The hope is to have a fully healthy Rodgers for 2019, of course, but should a backup need to step in at some point, the Packers will look for better production than they got a year ago.
Kizer appeared in both the opener against the Bears, when Rodgers first hurt his knee, and again in the finale vs. the Lions, after Rodgers exited with a concussion. The former Notre Dame standout, whom the Packers acquired a year ago in a trade with Cleveland, struggled considerably (20-of-42, 187 yards, two INTs, 40.5 rating) coming off his 15 starts as a rookie with the Browns.
To be fair, Week 1 was a rough spot to get thrown into, with Kizer just getting familiar with a new offense, but a lot more was expected in his three quarters of work in Week 17.
The results have opened the door wide open for Boyle, a promising undrafted rookie a year ago, to compete with the former second-round pick for the No. 2 job this spring and summer.
Coming to Green Bay with college stats from Connecticut and Eastern Kentucky that didn’t wow anyone (55.5 percent completions, 12 TDs, 26 INTs), Boyle impressed with his physical tools and poise in limited reps as the No. 3. The 6-foot-4, 232-pounder showed plenty of arm strength and a level of accuracy that belied his college numbers a bit.
How Kizer’s experience and Boyle’s raw abilities translate to new Head Coach Matt LaFleur’s offense are the great unknowns in what promises to be a closely watched backup battle.
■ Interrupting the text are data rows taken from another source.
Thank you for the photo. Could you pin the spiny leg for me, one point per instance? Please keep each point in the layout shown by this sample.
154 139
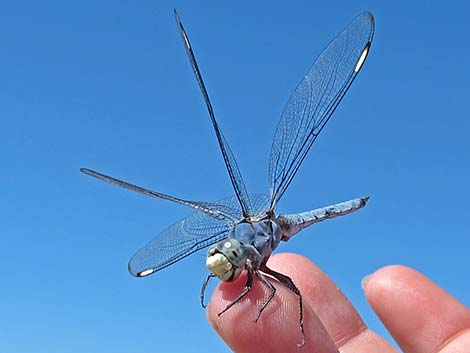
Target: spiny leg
270 297
287 281
249 282
203 289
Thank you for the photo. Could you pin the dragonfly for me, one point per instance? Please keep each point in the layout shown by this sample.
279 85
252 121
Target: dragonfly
243 230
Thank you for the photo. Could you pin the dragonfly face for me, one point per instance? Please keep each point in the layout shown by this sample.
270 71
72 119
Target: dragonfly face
250 245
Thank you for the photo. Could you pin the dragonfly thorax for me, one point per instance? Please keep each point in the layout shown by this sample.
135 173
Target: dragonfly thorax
250 244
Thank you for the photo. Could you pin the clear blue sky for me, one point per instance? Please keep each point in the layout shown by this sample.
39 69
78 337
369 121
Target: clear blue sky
107 85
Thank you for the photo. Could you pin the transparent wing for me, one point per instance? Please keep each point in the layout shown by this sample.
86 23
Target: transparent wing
187 236
221 212
315 99
229 159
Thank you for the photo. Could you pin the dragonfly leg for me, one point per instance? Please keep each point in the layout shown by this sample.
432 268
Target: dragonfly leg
249 281
203 289
270 297
287 281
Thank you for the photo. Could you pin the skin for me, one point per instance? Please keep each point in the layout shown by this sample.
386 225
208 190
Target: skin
420 316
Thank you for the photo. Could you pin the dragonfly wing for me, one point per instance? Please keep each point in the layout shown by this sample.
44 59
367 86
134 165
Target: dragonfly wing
195 232
229 159
221 212
183 238
315 99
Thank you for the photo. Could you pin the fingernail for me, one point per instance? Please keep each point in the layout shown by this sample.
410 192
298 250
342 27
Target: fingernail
364 281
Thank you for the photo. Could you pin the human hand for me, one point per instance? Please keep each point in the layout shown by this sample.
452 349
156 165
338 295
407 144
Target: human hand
420 316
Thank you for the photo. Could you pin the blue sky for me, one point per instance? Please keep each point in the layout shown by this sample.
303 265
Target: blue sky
107 85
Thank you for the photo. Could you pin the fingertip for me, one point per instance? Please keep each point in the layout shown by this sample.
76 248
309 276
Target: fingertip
278 327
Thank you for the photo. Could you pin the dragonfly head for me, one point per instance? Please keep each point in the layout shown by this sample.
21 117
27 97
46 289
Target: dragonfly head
226 259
If the Packers do add another quarterback in the draft, which they haven’t done since selecting Brett Hundley in the fifth round in 2015, not all three reserves behind Rodgers will survive final roster cuts. There simply isn’t room for four QBs on the 53.
But if another comes on board and looks like a keeper early on, it adds even greater significance and a larger consequence to the competition for this year’s No. 2 spot.